Diane (Juno Temple) is a British born and raised teenager living in New York with her aunt. She has a twin sister back in England. Diane was expecting her sister to show up on a bus, but when she doesn’t show, Diane has to track down a phone. This leads her into the nearest hipster shop (I think it was music store), where she meets Jack. Jack (Riley Keough) is a tomboy who shows interest in Diane at first sight. She falls over herself trying to help Diane to somehow win her affection, which eventually works. The two of them strike up a relationship that lasts all summer with its air share of ups and downs.
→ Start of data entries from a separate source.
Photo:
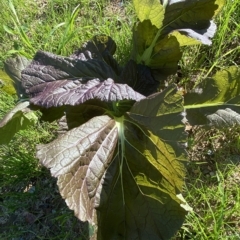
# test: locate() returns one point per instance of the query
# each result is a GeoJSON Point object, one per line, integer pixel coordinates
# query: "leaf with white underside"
{"type": "Point", "coordinates": [125, 173]}
{"type": "Point", "coordinates": [79, 158]}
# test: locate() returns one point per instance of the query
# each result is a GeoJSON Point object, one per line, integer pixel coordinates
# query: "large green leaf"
{"type": "Point", "coordinates": [149, 10]}
{"type": "Point", "coordinates": [19, 118]}
{"type": "Point", "coordinates": [179, 23]}
{"type": "Point", "coordinates": [219, 92]}
{"type": "Point", "coordinates": [123, 174]}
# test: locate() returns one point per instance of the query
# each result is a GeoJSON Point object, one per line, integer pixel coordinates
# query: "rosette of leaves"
{"type": "Point", "coordinates": [120, 166]}
{"type": "Point", "coordinates": [167, 25]}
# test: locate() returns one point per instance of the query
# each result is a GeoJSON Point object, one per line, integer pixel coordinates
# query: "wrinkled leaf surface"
{"type": "Point", "coordinates": [123, 174]}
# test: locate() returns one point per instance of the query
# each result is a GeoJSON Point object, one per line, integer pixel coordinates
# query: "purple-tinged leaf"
{"type": "Point", "coordinates": [79, 158]}
{"type": "Point", "coordinates": [67, 92]}
{"type": "Point", "coordinates": [13, 67]}
{"type": "Point", "coordinates": [47, 67]}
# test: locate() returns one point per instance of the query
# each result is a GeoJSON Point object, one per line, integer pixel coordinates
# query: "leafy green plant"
{"type": "Point", "coordinates": [120, 166]}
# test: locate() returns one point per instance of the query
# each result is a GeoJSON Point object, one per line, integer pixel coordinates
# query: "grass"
{"type": "Point", "coordinates": [30, 204]}
{"type": "Point", "coordinates": [199, 62]}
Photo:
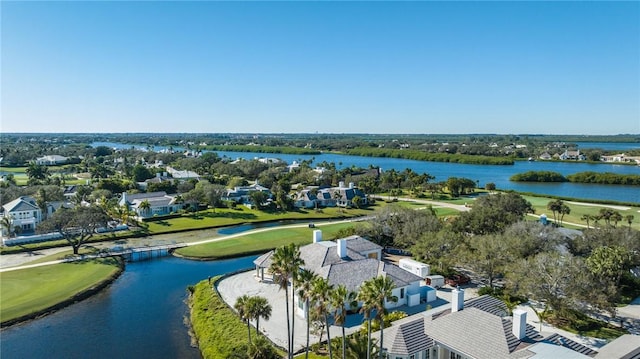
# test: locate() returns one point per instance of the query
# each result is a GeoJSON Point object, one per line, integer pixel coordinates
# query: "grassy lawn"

Temple and Keough in the leads have great screen presence. They really capture the magnetic  attraction of young love, but as the screenplay pushes this first love into enduring love territory, it does very little to earn it. The characters are terribly under developed. They are very eccentric. As the why they are eccentric are revealed to us, the how isn’t. The characters rely completely on Temple and Keough being likable in a raw, first-impression way. Their first meets are characterized by nervous banter and awkward behavior. It is cute at first, but they never seem to get very comfortable with each other. As the summer ends, and the threat of one of them leaving becomes imminent, their pre-separation anxiety is just annoying.
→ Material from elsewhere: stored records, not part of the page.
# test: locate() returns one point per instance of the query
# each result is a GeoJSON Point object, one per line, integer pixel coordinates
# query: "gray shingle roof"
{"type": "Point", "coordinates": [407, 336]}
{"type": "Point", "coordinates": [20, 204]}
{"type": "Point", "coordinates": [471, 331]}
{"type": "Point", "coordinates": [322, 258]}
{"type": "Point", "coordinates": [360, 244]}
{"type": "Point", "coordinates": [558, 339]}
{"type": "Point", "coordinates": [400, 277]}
Movie Review: Jack & Diane

Riley and Kylie kissing is nice, but this question would be better with Juno’s adorableness.

Their awkward moments are interrupted by these weird stop motion episodes. They feature what looks like internal organs with braided hair slithering through them. From what I could gather, it was meant to show how this sexual awakening in Diane is changing her. It is kind of a “take a walk on the wild side” kind of approach. This is where any semblance of a werewolf movie comes in. Every time Diane seems to get close to Jack sexually, we get a wolf like creature. And not like a wolf-humanoid but a twisted wolf tumor thing. It was weird. The worst was, in the context of the film, it didn’t exist. It was a visual cue. So even though they could have made a werewolf thriller that was about sexual awakening, they decided to make a lesbian melodrama with 3 quick instances of lycanism that they decided to hang their hat on. These scenes are never explained or expanded on. They are simply extra scenes, and I need to call bullshit.

Jack and Diane had two very charming leads, but they didn’t give them nearly enough to work with. They had a nice idea conceptually that they end up just flushing down the toilet.